SS unit responsible for looting financial assets

The Devisenschutzkommando (Foreign Exchange Protection Commando), or DSK, was a Nazi special looting unit of handpicked SS soldiers which operated in Belgium, France and the Netherlands and Czechoslovakia. The unit was established in 1940 and operated through the duration of World War II.

The DSK was nominally charged with overseeing all bank foreign exchange transactions in nations occupied by Nazi Germany, including monitoring bank deposits of currency, financial instruments, and precious metals. Quickly, however, the concept of 'foreign currency transactions' was broadly reinterpreted to mean anything of financial value. In practice, members of the DSK confiscated whatever they thought may be of worth.

Actions by the DSK included inspections of individual safe deposit boxes in the presence of the box holder, a bank employee, and a Nazi officer. Banknotes, stocks and bonds, gold and silver bullion, precious stones, and art objects found in the possession of general citizens were inventoried and placed in accounts controlled by German authorities. Jewish assets confiscated under various decrees were transferred to a German registered banking agent or the Vermögensverwaltungs und Rentenanstalt (Property Administrations and Pension Institute). Property issues were handled by Verwalter (special administrators). Lists of box holders who were overlooked during initial inspections, or who refused to cooperate, were required to be delivered to German inspectors. The sole mission of the DSK was to search and locate assets, not administer them.

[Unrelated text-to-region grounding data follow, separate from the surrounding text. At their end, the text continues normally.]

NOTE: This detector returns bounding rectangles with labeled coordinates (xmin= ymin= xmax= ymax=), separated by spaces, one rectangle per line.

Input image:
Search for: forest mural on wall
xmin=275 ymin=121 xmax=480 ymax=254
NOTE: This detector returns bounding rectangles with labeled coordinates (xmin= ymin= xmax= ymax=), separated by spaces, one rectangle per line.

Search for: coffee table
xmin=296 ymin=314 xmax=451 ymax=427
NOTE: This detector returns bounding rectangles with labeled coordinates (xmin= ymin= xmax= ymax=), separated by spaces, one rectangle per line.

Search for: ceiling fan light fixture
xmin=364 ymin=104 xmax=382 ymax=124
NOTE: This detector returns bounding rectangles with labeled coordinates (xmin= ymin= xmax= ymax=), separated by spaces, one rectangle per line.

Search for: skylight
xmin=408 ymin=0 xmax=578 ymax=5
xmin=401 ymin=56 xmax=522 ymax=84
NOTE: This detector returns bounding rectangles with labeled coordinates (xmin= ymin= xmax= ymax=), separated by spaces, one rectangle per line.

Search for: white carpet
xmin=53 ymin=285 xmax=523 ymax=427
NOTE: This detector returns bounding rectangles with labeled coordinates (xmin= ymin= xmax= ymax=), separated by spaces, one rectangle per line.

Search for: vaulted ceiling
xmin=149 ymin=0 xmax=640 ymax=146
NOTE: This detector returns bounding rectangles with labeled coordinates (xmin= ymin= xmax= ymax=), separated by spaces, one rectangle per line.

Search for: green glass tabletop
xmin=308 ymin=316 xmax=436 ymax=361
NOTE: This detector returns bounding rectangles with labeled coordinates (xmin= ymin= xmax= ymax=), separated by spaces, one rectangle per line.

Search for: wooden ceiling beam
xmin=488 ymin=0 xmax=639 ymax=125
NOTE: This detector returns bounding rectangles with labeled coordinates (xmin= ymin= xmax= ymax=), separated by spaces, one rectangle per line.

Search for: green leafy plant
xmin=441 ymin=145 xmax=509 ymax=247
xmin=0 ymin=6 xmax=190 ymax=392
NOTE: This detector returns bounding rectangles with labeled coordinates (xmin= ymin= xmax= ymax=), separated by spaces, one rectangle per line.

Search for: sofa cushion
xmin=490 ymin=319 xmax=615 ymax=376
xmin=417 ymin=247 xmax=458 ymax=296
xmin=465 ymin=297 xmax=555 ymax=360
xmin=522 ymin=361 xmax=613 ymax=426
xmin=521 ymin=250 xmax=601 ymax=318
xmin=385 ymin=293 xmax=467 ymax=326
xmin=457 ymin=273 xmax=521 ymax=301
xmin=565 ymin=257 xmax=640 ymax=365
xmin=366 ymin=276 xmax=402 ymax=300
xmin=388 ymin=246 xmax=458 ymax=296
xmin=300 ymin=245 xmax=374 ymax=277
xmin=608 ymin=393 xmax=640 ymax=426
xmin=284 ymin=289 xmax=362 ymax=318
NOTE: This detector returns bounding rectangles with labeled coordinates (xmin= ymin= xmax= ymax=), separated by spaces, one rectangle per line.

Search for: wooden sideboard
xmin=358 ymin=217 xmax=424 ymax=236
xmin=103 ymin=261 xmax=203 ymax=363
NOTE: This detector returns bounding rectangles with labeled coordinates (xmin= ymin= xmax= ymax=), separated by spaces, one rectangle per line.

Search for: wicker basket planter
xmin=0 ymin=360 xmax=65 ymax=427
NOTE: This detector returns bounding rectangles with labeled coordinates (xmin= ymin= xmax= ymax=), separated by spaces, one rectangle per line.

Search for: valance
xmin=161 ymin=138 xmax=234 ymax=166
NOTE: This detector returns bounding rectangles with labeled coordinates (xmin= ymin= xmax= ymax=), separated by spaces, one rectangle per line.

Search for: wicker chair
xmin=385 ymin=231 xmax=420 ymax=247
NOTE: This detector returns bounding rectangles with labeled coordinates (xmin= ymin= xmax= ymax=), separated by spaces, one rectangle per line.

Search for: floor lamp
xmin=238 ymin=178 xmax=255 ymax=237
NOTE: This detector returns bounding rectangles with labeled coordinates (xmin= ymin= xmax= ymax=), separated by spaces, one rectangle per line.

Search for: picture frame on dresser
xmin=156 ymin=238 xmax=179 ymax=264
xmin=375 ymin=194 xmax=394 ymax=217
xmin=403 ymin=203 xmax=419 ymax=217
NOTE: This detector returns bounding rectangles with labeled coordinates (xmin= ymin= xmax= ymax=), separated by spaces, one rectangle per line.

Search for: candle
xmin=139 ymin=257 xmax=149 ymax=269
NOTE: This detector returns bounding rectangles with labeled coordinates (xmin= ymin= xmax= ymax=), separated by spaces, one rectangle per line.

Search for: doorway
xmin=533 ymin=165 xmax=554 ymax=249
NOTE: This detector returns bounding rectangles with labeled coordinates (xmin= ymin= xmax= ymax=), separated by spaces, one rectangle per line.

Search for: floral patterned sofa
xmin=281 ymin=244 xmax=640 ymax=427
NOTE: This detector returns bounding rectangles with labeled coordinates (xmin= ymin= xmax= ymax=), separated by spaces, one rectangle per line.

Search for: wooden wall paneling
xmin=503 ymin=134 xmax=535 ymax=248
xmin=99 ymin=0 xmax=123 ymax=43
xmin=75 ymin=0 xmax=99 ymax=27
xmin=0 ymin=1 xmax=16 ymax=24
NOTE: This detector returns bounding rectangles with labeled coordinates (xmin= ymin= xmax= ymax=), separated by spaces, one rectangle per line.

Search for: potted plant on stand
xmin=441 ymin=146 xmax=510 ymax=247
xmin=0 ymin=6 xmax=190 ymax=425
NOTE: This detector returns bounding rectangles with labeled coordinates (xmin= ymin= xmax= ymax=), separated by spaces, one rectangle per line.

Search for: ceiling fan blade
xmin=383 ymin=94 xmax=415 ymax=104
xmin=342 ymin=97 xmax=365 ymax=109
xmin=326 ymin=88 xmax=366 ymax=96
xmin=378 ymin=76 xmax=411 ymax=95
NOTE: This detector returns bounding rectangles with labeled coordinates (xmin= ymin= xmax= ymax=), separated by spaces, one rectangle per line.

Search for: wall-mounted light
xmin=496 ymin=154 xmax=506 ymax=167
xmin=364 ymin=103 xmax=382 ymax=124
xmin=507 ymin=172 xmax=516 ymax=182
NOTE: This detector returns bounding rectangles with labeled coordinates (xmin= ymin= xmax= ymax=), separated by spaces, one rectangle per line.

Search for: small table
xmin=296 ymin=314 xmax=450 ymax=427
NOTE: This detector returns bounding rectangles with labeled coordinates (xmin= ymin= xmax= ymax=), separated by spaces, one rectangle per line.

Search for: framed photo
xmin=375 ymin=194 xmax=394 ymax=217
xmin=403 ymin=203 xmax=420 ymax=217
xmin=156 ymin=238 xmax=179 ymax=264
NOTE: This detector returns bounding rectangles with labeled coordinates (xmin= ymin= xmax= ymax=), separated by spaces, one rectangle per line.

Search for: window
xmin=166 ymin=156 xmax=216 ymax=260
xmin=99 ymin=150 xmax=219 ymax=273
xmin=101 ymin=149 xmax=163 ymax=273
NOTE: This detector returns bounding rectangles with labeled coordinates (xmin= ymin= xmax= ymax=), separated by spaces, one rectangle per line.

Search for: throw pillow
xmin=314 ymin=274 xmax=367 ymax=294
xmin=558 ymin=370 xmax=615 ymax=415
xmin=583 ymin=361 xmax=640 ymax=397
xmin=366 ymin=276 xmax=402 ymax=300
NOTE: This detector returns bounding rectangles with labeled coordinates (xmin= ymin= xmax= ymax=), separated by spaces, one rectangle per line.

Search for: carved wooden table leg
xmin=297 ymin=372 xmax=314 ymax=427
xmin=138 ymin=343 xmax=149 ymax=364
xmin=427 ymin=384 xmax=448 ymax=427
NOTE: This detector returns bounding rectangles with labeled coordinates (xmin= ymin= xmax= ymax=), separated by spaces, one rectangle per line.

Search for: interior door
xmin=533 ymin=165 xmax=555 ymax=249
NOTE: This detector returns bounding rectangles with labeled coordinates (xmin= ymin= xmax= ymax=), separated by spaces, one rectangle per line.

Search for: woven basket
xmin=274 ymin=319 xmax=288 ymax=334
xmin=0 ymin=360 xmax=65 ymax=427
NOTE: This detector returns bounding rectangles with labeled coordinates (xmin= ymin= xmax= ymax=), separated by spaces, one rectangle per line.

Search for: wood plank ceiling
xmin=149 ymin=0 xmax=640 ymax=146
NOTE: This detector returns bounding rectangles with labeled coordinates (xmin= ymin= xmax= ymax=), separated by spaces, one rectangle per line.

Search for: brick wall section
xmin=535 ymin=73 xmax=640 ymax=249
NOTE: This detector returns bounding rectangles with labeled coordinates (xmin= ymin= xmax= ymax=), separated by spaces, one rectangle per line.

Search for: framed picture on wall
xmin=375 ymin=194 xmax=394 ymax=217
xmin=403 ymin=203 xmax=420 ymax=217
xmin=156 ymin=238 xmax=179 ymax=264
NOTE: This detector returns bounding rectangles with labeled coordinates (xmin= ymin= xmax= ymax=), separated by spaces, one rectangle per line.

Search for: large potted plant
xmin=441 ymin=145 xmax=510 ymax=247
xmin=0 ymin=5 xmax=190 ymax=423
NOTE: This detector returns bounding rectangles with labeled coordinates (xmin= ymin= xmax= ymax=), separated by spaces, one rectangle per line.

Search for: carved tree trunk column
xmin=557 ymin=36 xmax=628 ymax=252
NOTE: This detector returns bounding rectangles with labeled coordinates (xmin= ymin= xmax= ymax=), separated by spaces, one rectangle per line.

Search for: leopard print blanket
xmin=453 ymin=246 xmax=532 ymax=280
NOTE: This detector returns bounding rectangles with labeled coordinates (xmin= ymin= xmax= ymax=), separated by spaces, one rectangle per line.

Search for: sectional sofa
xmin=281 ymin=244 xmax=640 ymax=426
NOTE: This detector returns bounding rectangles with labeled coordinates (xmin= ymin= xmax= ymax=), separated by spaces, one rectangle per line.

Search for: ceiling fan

Reports of violence and torture used in the process of locating and acquiring Jewish gold for the Nazis was widely reported. In France, the unit was led by Herbert Staffeldt and his deputy called Hartmann. The organization was supported by 'a small army' of low-level informers, tipsters, and collaborators known as Vertrauensmänner or "V-männer" (confidential agents). As the defeat of the German army by Allied forces became evident, actions taken by the DSK to confiscate anything of value to the Nazi state became brutal.